An increase in financial barriers is another potential factor associated with the decrease. We observed a 42% increase in out-of-pocket costs for problem-based visits, while inflation-adjusted median household income increased by only 5% during this time period.28 Children in families reporting higher out-of-pocket costs are more likely to have unmet health care needs,29 and increases of even $1.00 to $10.00 in copayments are associated with fewer visits.30,31 Using the price elasticity estimates from prior work (which have ranged from approximately −0.1 to −0.232) and the 42% observed increase in out-of-pocket costs, we estimate that a 4% to 8% decrease in problem-based primary care visits (approximately 8-16 fewer problem-based visits per 100 child-years) could be associated with the observed increase in out-of-pocket costs. While increasing financial barriers do not fully explain the decrease in primary care visits, they likely explain some portion of the trend.
Nonfinancial barriers may also be factors, such as the balance of clinician supply and patient demand and the geographic distribution of clinicians. With the increase in the percentage of people with insurance after the Affordable Care Act, more individuals may be vying for the same pool of primary care clinicians, which might have led to a decrease in availability of timely appointments in some regions of the country.33 Other shifts in family circumstances, such as more parents working multiple jobs, may further constrain the opportunities to seek care for patients, potentially contributing to an unmet need for care. We were unable to directly evaluate these factors in our study.
Of note, we found that geographic areas with higher rates of visits at baseline (MSAs, the Northeast, and the South) experienced larger relative decreases in problem-based visits over time than those with lower visit rates at baseline (non-MSAs, the Midwest). One possible interpretation of this finding could include that some areas had a higher rate of discretionary visits at baseline, which could result in a larger decrease if the system became more constrained regardless of mechanism (eg, increased copays or decreased availability). Alternatively, it could be that some areas already had significantly constrained access (eg, lack of availability and transportation barriers in non-MSAs) and that additional barriers within an already constrained system did not translate into as substantial a decrease in visit rates.
Children may also have less need for primary care owing to public health improvements. The introduction of specific vaccines has been associated with decreased outpatient visits and fewer hospitalizations for vaccine-preventable illnesses, such as pneumococcal, Haemophilus influenzae serotype B, and rotavirus illnesses.13,14,15,16 Reductions in rates of otitis media have been reported over the last 2 decades in association with relevant vaccination16,34,35,36,37,38,39 as well as increasing stringency of diagnostic criteria.40 Antibiotic stewardship efforts led by national and local organizations may also be associated with reductions in visits for acute respiratory tract infections more broadly by reducing the perceived necessity of antibiotics when children are ill.41,42 However, it is notable that the reduction in visits was similar among skin diagnoses, which would presumably not be affected by increased vaccination rates or antibiotic stewardship.
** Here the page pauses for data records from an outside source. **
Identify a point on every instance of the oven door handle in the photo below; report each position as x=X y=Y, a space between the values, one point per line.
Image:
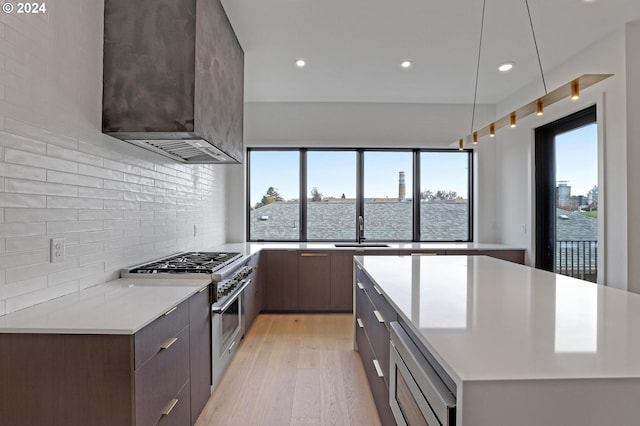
x=221 y=309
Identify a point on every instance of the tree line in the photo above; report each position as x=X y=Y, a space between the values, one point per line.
x=272 y=195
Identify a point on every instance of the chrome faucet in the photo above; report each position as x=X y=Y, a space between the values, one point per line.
x=360 y=230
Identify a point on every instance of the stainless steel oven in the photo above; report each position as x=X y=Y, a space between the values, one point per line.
x=417 y=394
x=229 y=274
x=226 y=332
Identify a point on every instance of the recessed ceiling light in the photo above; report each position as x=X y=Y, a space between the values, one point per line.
x=507 y=66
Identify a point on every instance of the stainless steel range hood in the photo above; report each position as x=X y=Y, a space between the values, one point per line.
x=173 y=79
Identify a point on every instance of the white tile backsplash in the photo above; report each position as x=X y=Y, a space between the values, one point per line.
x=115 y=204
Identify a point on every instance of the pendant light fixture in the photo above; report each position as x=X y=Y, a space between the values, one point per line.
x=567 y=90
x=575 y=89
x=539 y=107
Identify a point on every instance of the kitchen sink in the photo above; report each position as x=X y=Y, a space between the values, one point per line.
x=361 y=245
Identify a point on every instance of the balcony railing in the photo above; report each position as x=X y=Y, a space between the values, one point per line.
x=578 y=259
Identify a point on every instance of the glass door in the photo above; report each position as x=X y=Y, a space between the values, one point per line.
x=567 y=196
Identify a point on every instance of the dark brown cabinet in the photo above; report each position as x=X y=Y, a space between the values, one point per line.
x=160 y=375
x=281 y=280
x=199 y=351
x=314 y=280
x=342 y=281
x=373 y=317
x=253 y=293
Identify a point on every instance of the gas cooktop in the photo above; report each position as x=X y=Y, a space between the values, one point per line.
x=187 y=263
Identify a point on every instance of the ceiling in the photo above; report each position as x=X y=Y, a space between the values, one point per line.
x=353 y=48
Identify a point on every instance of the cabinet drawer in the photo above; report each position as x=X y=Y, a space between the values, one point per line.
x=374 y=294
x=377 y=332
x=149 y=340
x=379 y=387
x=159 y=380
x=178 y=410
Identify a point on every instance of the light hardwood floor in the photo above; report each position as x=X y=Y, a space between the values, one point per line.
x=294 y=370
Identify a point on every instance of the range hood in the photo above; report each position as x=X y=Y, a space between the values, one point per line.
x=173 y=79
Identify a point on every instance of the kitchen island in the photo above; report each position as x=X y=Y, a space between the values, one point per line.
x=519 y=346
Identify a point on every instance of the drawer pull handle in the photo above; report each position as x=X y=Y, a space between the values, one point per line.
x=170 y=310
x=167 y=409
x=168 y=343
x=376 y=365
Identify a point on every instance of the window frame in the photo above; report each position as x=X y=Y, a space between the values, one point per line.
x=360 y=154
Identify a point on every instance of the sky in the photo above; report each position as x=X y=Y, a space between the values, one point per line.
x=333 y=173
x=577 y=159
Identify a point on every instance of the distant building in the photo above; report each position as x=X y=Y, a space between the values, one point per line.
x=402 y=191
x=563 y=196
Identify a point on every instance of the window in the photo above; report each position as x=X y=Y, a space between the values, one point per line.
x=444 y=196
x=566 y=157
x=310 y=194
x=331 y=195
x=274 y=190
x=387 y=195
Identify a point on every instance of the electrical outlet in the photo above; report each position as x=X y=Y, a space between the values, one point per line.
x=57 y=250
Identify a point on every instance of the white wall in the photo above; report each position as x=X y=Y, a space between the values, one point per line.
x=514 y=154
x=115 y=204
x=633 y=151
x=353 y=124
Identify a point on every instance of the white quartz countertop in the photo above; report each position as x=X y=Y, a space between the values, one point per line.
x=488 y=319
x=121 y=306
x=254 y=247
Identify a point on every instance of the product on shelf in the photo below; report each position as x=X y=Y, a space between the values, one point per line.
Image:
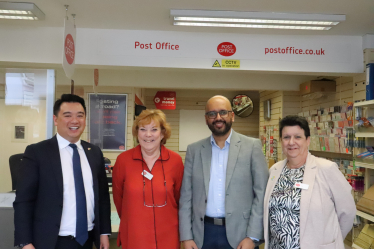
x=366 y=203
x=366 y=237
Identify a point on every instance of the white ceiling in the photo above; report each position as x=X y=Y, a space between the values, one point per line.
x=154 y=14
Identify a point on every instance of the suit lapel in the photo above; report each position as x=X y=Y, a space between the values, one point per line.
x=87 y=151
x=206 y=158
x=306 y=194
x=233 y=157
x=54 y=157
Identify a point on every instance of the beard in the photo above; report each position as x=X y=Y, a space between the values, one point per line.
x=222 y=131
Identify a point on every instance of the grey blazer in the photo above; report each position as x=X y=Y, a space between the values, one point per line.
x=327 y=208
x=246 y=179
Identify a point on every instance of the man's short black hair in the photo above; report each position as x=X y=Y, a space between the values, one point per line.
x=70 y=98
x=294 y=120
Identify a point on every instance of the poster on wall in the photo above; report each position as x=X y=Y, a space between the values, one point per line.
x=108 y=121
x=165 y=100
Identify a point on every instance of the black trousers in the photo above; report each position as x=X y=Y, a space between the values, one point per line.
x=215 y=237
x=68 y=242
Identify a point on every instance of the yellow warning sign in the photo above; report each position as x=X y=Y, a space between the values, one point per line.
x=216 y=64
x=231 y=63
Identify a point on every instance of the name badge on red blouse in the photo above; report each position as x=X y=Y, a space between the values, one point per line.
x=301 y=185
x=147 y=175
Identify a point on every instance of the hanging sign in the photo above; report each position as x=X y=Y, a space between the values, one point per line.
x=108 y=121
x=165 y=100
x=68 y=56
x=96 y=77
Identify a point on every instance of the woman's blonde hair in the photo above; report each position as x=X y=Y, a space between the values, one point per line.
x=146 y=117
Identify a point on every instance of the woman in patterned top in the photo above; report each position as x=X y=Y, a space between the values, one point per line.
x=308 y=202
Another potential factor is shifting expectations of care. On the physician side, guidelines have noted the lack of scientific evidence to support routine follow-up visits after common childhood illnesses, such as ear infections.40 To the degree that physicians change their practice patterns in response to such guidelines, illnesses that previously received multiple visits may now result in a single visit, with follow-up advised only if symptoms do not resolve. Additionally, increasing numbers of parents use electronic messaging with pediatricians,43 and it is possible that this virtual contact decreases the need for some visits. On the family side, families are increasingly using internet searches and social media to seek medical advice,44,45 which may also reduce demand for care.
The key underlying question is whether the decrease in the primary care visit rate among children is a positive or negative finding. Some of the possible mechanisms, such as decreased burden of disease, greater parental self-efficacy in caring for minor illnesses at home, and fewer unnecessary recheck visits, would be positive mechanisms for reduced visit volume, indicating healthier children, more efficient health care systems, and reduced burden of low-value visits on families. However, any decrease in visits owing to worsening affordability, availability, or accessibility of care could result in an increased unmet need for care, which would warrant attention and intervention. Even when not resulting in immediate sequelae measurable in claims data (eg, increased emergency department visits or hospitalizations), unmet need may result in unmeasured consequences or worse health outcomes over a longer time period (eg, increased family anxiety or progression of undiagnosed or undertreated chronic disease). Investigation focused on testing these potential mechanisms and consequences of identified trends may be warranted to inform appropriate action.
Limitations
Limitations of our study include that, as an analysis based on claims data, we lack clinical records and data on severity of illness or follow-up recommendations. Because of lack of data, we also could not assess other potentially relevant variables such as health literacy, proximity to care, transportation availability, language barriers, and experiences of marginalization within the health care system. We also lack data on parent or physician perceptions of need for care or of unmet need for care. Future analysis incorporating such measures could substantially add to our understanding of the implications of these findings. While the children in this analysis are geographically diverse and represent a wide range of health plan products, the data are limited to a single commercial insurer and do not include uninsured children or children insured by Medicaid. In these other populations, the trends may be different. In addition, as an observational analysis, we were unable to test the causality of these different factors, so co-occurring trends in access and utilization over time were described.
Conclusions
In this study, we estimated that a 14.4% decrease in primary care visit rates occurred among children from 2008 to 2016, and we observed decreased visit rates among different sociodemographic groups and across most diagnosis groups. The decrease occurred specifically among problem-based visits, and the decrease was partially offset by an increase in preventive visits and visits to other settings.
References
- 1.Medical Home Initiatives for Children With Special Needs Project Advisory Committee; American Academy of Pediatrics . The medical home. Pediatrics. 2002;110(1, pt 1):184-186. [PubMed] [Google Scholar]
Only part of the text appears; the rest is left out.